I’d go back in time and give my younger self a sports almanac telling him to place bets with it.
That’s as a dumb an idea a a screen door on a battleship
Alight, alright. Now why don’t you make like a tree and get out of here?
Buy bitcoin
I’m not a hero.
I would go back in time to simply observe and document from afar. Sneaking a pic of historical moments or past times such as what types of games the Roman’s would hold in the coliseum. An ancient bazaar filled with people buying food and things they need. Ancient Greece in its glory. A real samurai. Times Square the moment World War II ended. And, of course I’d take some souvenirs along with me to. An ancient coin. Some authentic mead. A brand new first Gen Apple Macintosh. A Mr. Fusion for fuel for my time machine if its possible to go forward in time. Any money I’d make from my journeys would simply go to funding my journey to see everything that we’ve done and what we’re going to do.

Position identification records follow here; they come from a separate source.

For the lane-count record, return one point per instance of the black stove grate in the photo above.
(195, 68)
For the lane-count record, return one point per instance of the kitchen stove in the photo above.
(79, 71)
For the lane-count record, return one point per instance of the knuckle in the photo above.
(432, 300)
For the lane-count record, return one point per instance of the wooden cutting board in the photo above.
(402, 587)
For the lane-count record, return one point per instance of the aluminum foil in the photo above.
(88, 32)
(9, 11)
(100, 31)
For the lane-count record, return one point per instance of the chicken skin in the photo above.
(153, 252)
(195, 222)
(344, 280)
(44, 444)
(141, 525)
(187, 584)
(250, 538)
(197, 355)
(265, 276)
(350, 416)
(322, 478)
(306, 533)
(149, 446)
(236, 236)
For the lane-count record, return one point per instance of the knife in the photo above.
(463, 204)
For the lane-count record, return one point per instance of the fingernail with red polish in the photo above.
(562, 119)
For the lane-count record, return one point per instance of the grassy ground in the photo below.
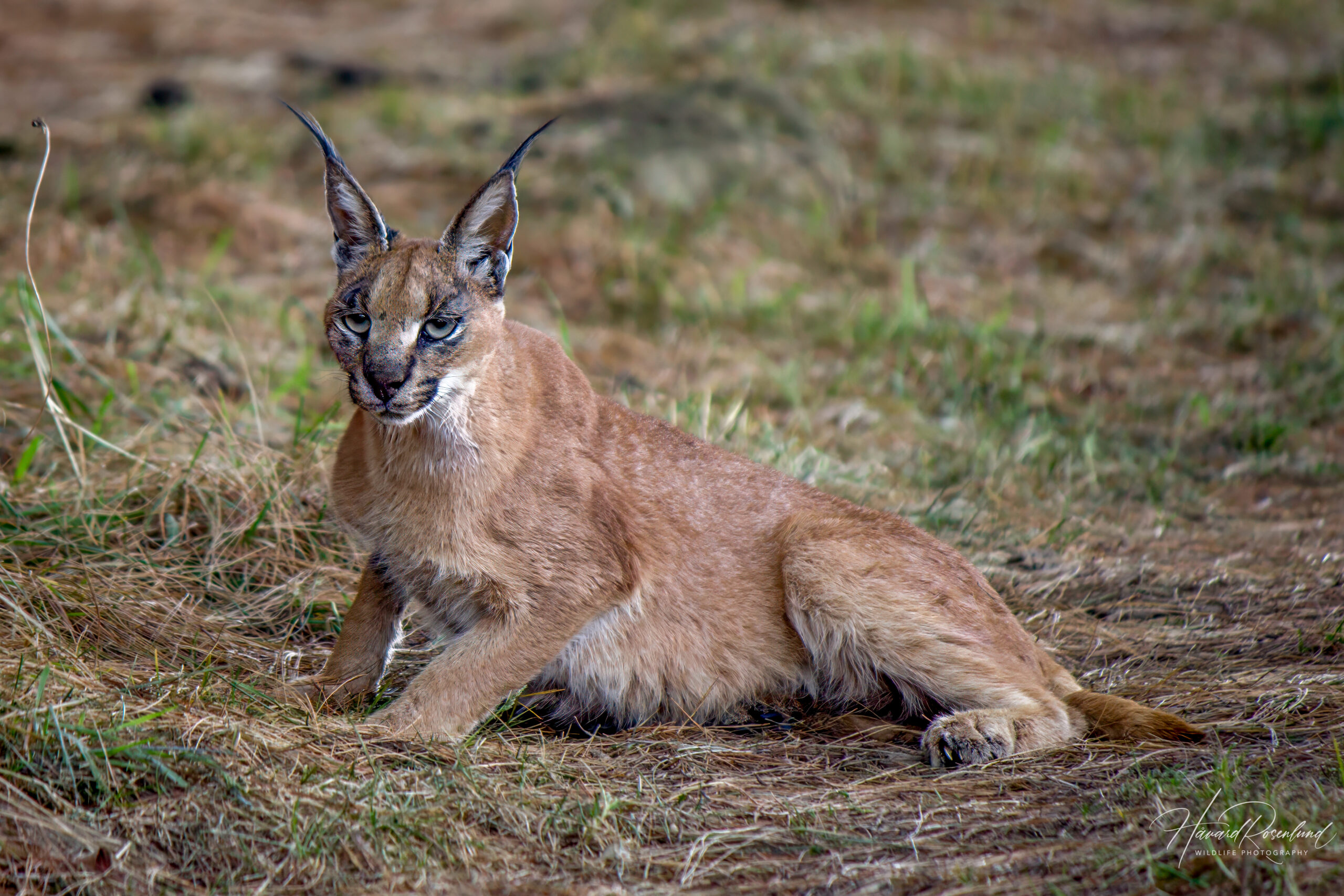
(1062, 282)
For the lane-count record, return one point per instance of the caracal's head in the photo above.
(413, 320)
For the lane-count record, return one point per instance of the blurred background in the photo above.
(1028, 250)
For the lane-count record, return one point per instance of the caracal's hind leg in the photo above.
(875, 598)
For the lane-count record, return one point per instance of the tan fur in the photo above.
(620, 567)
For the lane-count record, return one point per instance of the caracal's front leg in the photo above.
(366, 640)
(498, 656)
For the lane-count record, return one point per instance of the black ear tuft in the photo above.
(358, 226)
(480, 238)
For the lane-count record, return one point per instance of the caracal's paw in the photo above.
(405, 719)
(401, 719)
(323, 692)
(968, 738)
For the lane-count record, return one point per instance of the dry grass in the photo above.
(1062, 282)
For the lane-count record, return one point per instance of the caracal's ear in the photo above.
(358, 226)
(480, 239)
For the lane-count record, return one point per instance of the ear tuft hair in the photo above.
(358, 226)
(480, 238)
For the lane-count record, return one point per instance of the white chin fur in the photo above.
(407, 419)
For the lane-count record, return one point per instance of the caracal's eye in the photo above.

Book: Replay, by Grimwood.
I’d mail my younger self a list of dates when I should invest in various stocks, and when to sell.
Go Back to pre-civilization times and find a nice tribe to chill with
Push some pedos into traffic. Care less what people think. Encourage my family to take better care of themselves. Save more. Take school more seriously. Keep my dog in the house that one day. Be nicer to my mom.
What is this, Endgame?
Smart Hulk would surely see this as a win.
I’d go waaaay back and try to find the Ancient Civillizations. Including and l predating the Sumerians. I’d love to see what they were like, how similar to us now, and how they were better.
I’d also like to spend a night in 80s goth scene London.
Also I’d wanna go back and see some BIG TREES.
You’d probably kill those civilizations off entirely with the germs and viruses you bring back.
I like the idea from Hot Tub Time Machine of going back before various things got started and just “create” it myself. KolaBook. Koogle. Kolanaki and the Heartbreakers. 😎
I’d try to get hired as an extra in the original Star Wars movies.